Weather is of not necessarily an indication of longer-term climate change. Weather patterns fluctuate in any case. But the past few years have brought a flavour of what is to come. Heat waves, dry landscape and temperatures approaching 40°C. It is as though what they said would come true is becoming a reality, but much quicker than anyone thought.
Climate change is happening
Climate change is happening, we’ve all come to understand that. But in our lifetime? We all thought we had a few more decades to turn our boilers up in winter and ramp up the air con in summer.
And air conditioning is a big contributor to greenhouse gases. Although modern machines use refrigerants which are much less damaging to the atmosphere, older units – the vast majority on the planet – do not. They are slowly leaking their gases, which are hundreds of times more contributive to global warming than CO2.
Meanwhile developing countries are turning to air con as a technology for their burgeoning middle classes. According to the International Energy Agency, cooling buildings accounts for 16% of all electrical use in buildings and the market for air con globally has risen 4% every year since 2000. To give you a sense of scale, the number of people on the planet equals seven billion and the number of air conditioning units is two billion.
So will one more make a difference? If you have air con installed this summer will it alter the course of our climate’s destruction? The answer is, of course, yes, because you are a contributor to the bigger number – as we all are. It’ll also dent your bank account. On a positive note, there are some good alternatives.
Air-conditioning alternatives
But looking at the offering from property developers you wouldn’t think so. The average new home has no solar shading, almost no thermal mass, poor cross-ventilation, no stack ventilation and no evaporative cooling. And yet all these technologies can be yours.

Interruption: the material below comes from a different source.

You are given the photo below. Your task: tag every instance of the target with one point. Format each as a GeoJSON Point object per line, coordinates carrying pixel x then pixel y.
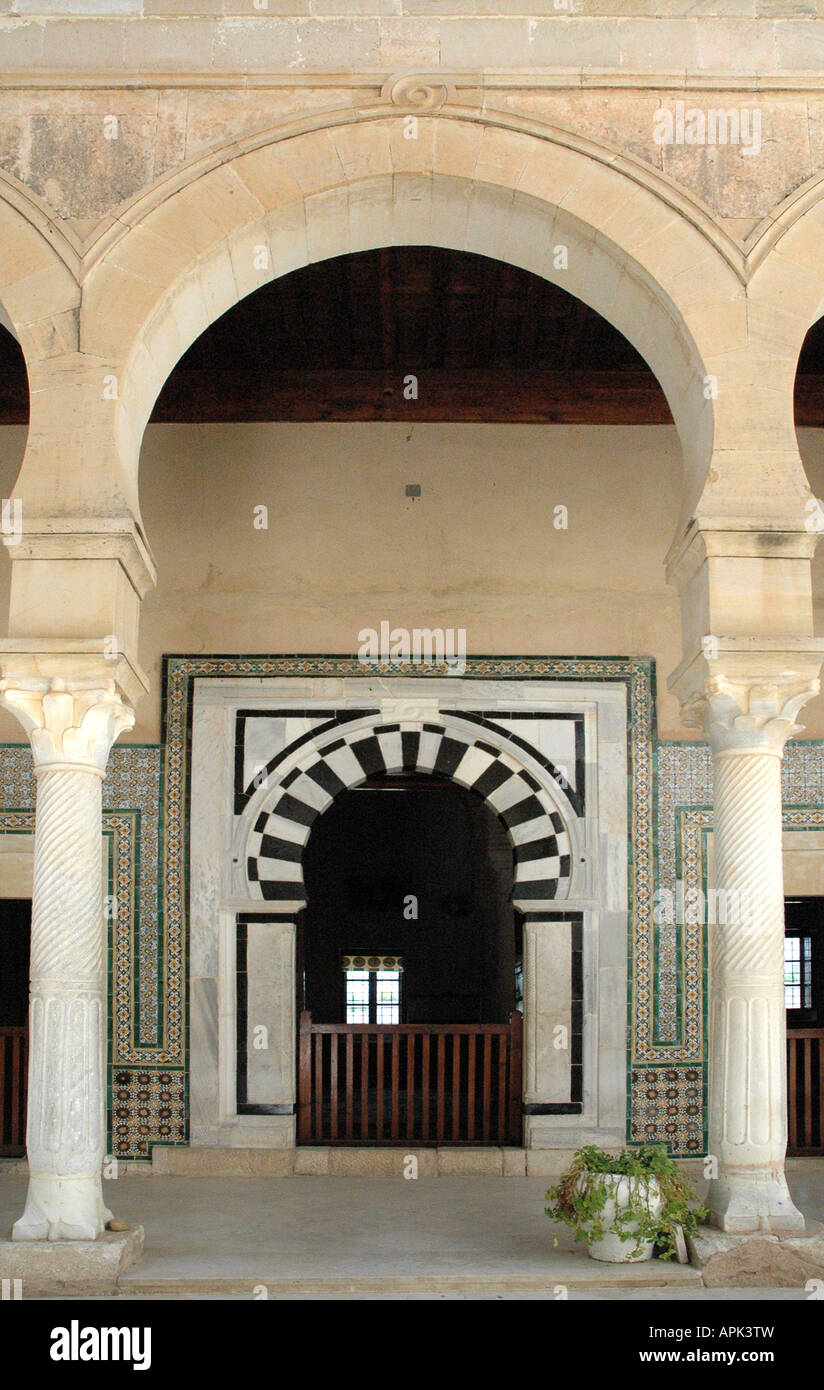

You don’t need to be building a new home either. You can exploit the magic of these scientific principles in your own house or flat. Solar shading? Fit external shutters or a deck and canvas awning or a posh brise-soleil to form a canopy over your windows. Or just plant a deciduous tree to shade your home and cool it using the tree’s own mantle of cool humidified air. Trees are nature’s air conditioners.
Thermal mass is very hard to retrofit into a home but it’s not the be-all and end-all. Ventilation is more important. You could fit a light-well over your stairs with an opening skylight above for stack ventilation. It would mean remodelling the roof a little but it would give you a ‘chimney’ through which warm air in the building can rise and then ‘purge’ itself out. The delight of this principle is that just as warm air rises up and out, so it will draw in cool air from open windows and doors at ground level.
This brings me to windows, which should be securely left – but strategically — open in hot weather. If you can work out where a breeze is coming from on any day you can maximise its cooling effect by opening windows on the side it’s coming from and on the opposite side of the house too, to provide cross-ventilation.